In het stemmenweefsel van de polyfone muziek vormt de cantus firmus een rode draad. In de barokmuziek voor de protestante eredienst houdt de cantus firmus vaak een koraalmelodie aan. Zo klinkt in het openingskoor van de Matthäus Passion van Johann Sebastian Bach als cantus firmus het koraal "Lamm Gottes".

 

Motet

Het middeleeuwse motet ontwikkelde zich uit de clausula (vanweg het langzame tempo ritmisch uitgebreide Gregoriaanse melodieën) van de organa. Vanaf 1220 won deze polyfone muzikale vorm snel aan populariteit. In de 13de tot en met de 15de eeuw was het aan van de meest toegepaste vormen van klassieke muziek, waar de componisten een bijzondere voorkeur voor hadden. 

 

Motetverzamelingen

bestonden meestal uit een bonte mengeling van composities over  teksten met een heel verschillend karakter: volledige psalmen, of gedeelten ervan, antifonen, aan heiligen gerichte gebeden enzovoort. Als titel koos de componist/uitgever graag omschrijvende begrippen als Sacrae Cantiones (of Cantiones Sacrae) quae vulgo motetta vocant.

In de loop van de tijd konden de componisten motetten in alle vrijheid vormgeven.

De motetten die Josquin Desprez op psalmteksten componeerde, namen op deze weg naar verzelfstandiging van het genre een sleutelpositie in.

Met deze motetten begon een levendige motettenproduktie, die zich over de hele 16de eeuw uitstrekte.

 

Ars Antiqua (Latijn: verouderde kunst)

is de “scheldnaam” die de “vooruitstrevende” componisten uit de 14de eeuw gaven aan de kerkelijke muziek die zich van omstreeks 1170 tot 1310 had ontwikkeld. Dus de hierboven beschreven muziek van de Notre Dame School en de daarbij ontstane vormen. In de Ars Antiqua, kwam het motet in grofweg twee hoofdvormen voor:

1. Het duplum, de tweede stem, boven de diepste stem van het motet: de tenor, is een Latijnse tekst die een commentaar bevat op op het gegeven van de tekst in de andere stem Zo bevatten bijvoorbeeld de vroegste motetten op de clausula's van het in saeculum teksten over de verrijzenis.
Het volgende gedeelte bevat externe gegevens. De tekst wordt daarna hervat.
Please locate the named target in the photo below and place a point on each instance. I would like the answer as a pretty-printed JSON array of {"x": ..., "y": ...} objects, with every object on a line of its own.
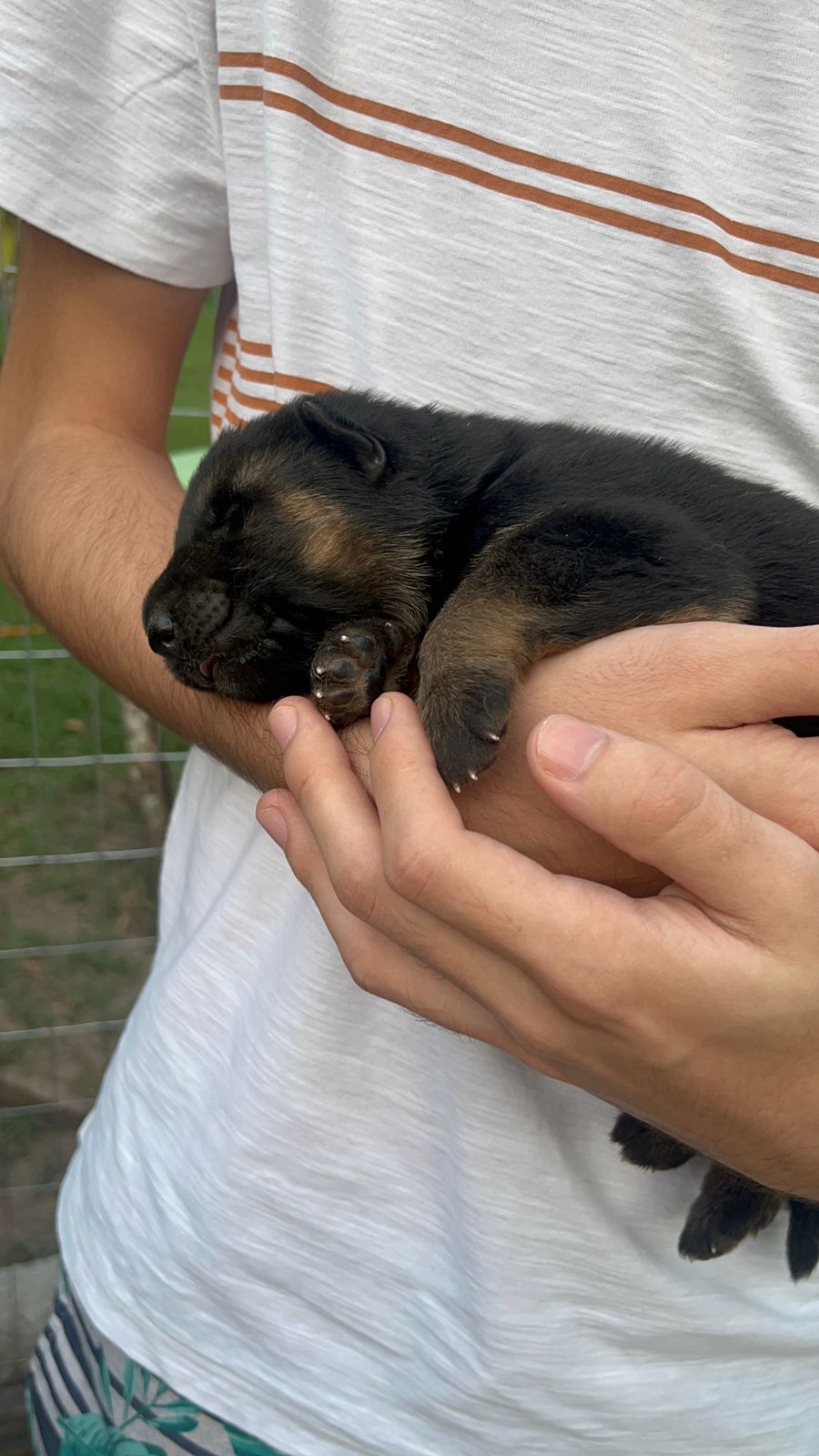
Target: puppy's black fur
[{"x": 353, "y": 543}]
2. In het duplum staat een profane Franse tekst. Dat betekende in feite de secularisatie van het motet. Het overgrote deel van de motetten van de Ars Antiqua bevatten Franse, profane teksten. Op een gegeven moment worden er drie- en vierstemmige motetten gecomponeerd met drie of vier verschillende teksten. Dat er zo niets meer te verstaan was, was niet belangrijk. De ingevoegde andere teksten worden tropen genoemd. Dat hier verzet tegen ontstond, was onvermijdelijk. Er moest wel een Ars Nova  komen.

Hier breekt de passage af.